Lick Your Chops' Pet Panache appeals to the owners' taste buds and sense of fairness when marketing its International Accents Gourmet Treats for Cats and Dogs.
"As humans, we are able to experience and enjoy varied tastes of foods from cultures around the world," the package reads. "And what a pleasure they are. But our pets have not been so fortunate 'til now."
The treats are formed into cookies, lollipops, goldfish, nachos, English crumpets and something called Doggone Bagels.
J.J. Sterling plays on an owner's tendency to split an ice cream or cookie with the dog of the house. His product, Bo's Bone, is an all-natural, bone-shaped cookie "you share with your pet."
The banana, raisin and fruit mix that Sun Seed of Bowling Green, Ohio, markets for large birds looks like a quality trail mix for humans.
Small animals haven't been ignored.
Vita Kraft of Bound Brook, N.J., makes its food sound good, yet nutritious, with such names as Tasty Morsels with Chlorophyll, Yogurt Drops with Minerals and Small Animal Cake with Peanuts.
Pet food distributers sampled the growing lines of specialty foods and haute cuisine at the American Pet Products Manufacturers Association national trade show in Indianapolis last month.
Haute Canine and Haute Feline by L. Coffey Ltd. of Minneapolis went beyond specialty foods packaged in ribbon-wrapped jars and gold packages.
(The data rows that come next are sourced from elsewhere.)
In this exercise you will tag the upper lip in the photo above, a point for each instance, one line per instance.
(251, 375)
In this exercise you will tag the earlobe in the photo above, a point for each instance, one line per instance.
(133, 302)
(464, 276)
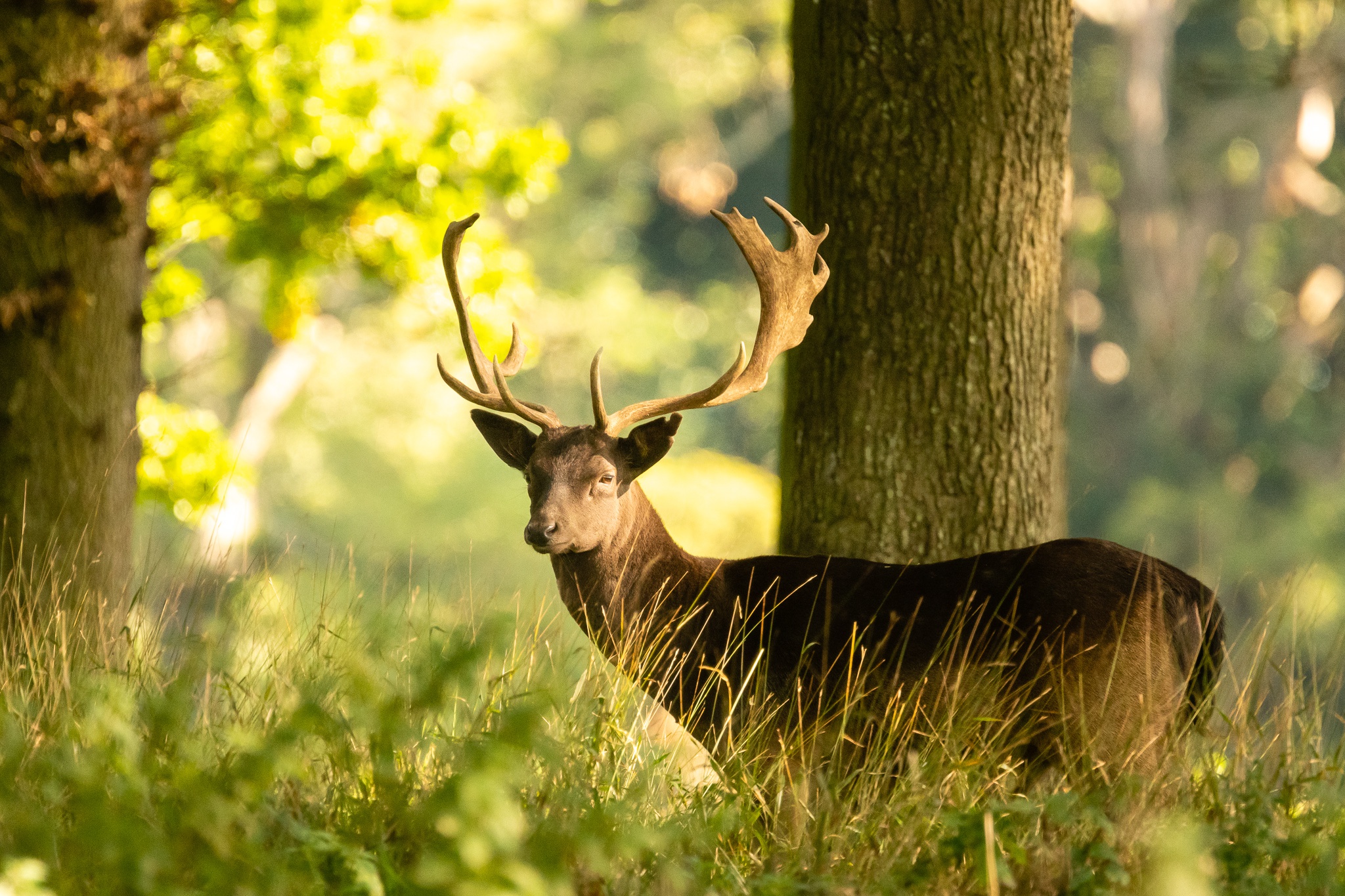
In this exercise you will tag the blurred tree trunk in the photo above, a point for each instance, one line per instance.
(923, 409)
(77, 132)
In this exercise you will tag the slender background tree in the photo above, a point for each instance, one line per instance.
(78, 131)
(923, 412)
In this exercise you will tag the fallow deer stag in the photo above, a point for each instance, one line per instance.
(1122, 644)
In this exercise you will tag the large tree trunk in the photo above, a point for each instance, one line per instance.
(78, 114)
(921, 412)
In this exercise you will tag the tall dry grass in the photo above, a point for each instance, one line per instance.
(284, 731)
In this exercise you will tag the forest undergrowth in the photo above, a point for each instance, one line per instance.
(286, 733)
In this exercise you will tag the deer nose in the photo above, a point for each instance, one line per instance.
(540, 534)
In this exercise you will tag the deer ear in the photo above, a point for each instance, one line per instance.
(510, 440)
(648, 444)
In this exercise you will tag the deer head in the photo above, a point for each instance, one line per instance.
(577, 476)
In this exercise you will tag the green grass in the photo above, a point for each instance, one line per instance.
(310, 738)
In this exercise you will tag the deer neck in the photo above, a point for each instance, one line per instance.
(638, 568)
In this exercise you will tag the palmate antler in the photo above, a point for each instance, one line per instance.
(787, 282)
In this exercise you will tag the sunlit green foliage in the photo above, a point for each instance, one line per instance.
(186, 457)
(319, 135)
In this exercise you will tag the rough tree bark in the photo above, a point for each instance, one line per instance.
(921, 413)
(77, 133)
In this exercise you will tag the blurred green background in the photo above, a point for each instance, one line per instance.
(295, 413)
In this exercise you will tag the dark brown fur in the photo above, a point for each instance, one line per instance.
(1114, 640)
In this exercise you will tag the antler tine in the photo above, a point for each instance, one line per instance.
(596, 393)
(490, 391)
(452, 246)
(658, 408)
(536, 414)
(513, 362)
(787, 282)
The food is also packaged with diaries that can be given to owners when a new puppy or kitten arrives in the household. Bow ties and pearl necklaces with dog bone or fish charms are also offered as gifts to pets.
Giving pets human characteristics "is the name of the game in new pet products," said Loa Friedman, director of public relations for the association. "The haute-cuisine foods are a natural outgrowth of the tendency to project human qualities, needs and desires onto pets."
Health food-conscious humans have transferred their concern for health to their pets to feed a market of food lines for overweight dogs and cats. And the human trend to gourmet and international foods has also transferred to canine and feline feeds.
Andrew Krance, better known as Chef Andriu, first began preparing foods for cats when he was chef on a yacht docked in Greece. No matter that he can't remember the name of the California vineyard operator who owned the yacht; he remembers there were cats.
"I started making different dishes for cats and I noticed their coats got shinier," he said.
Years later he developed the canned food, now sold in 38 states and in such flavors as smoked turkey, stew bouillabaisse, chicken and pasta, country lamb stew, prime beef and rice and smoked tuna in crab.
Sterling started producing his bone-shaped cookie as a lark and now he's producing it in gingerbread, oatmeal, peanut butter and carob chip flavors.
The cookies are really nothing more than a cookie for humans, but in bone shape.
"It's not dog food, it's human food in the shape of a bone," Sterling said. "It is as healthy as any other cookie would be for your dog."
In fact, Sterling warns the cookies shouldn't be regularly substituted for dog food because they haven't been nutritionally balanced for the dog. The only concession is that carob chips are used in place of chocolate chips, which are toxic for dogs.
"People get the idea they can do more for their pets," said Karen Payne, manager of cat star Princess Kitty and editor of Pet Business magazine.
"Perhaps the animal won't care if you have 50 different amusing shapes. But people like it."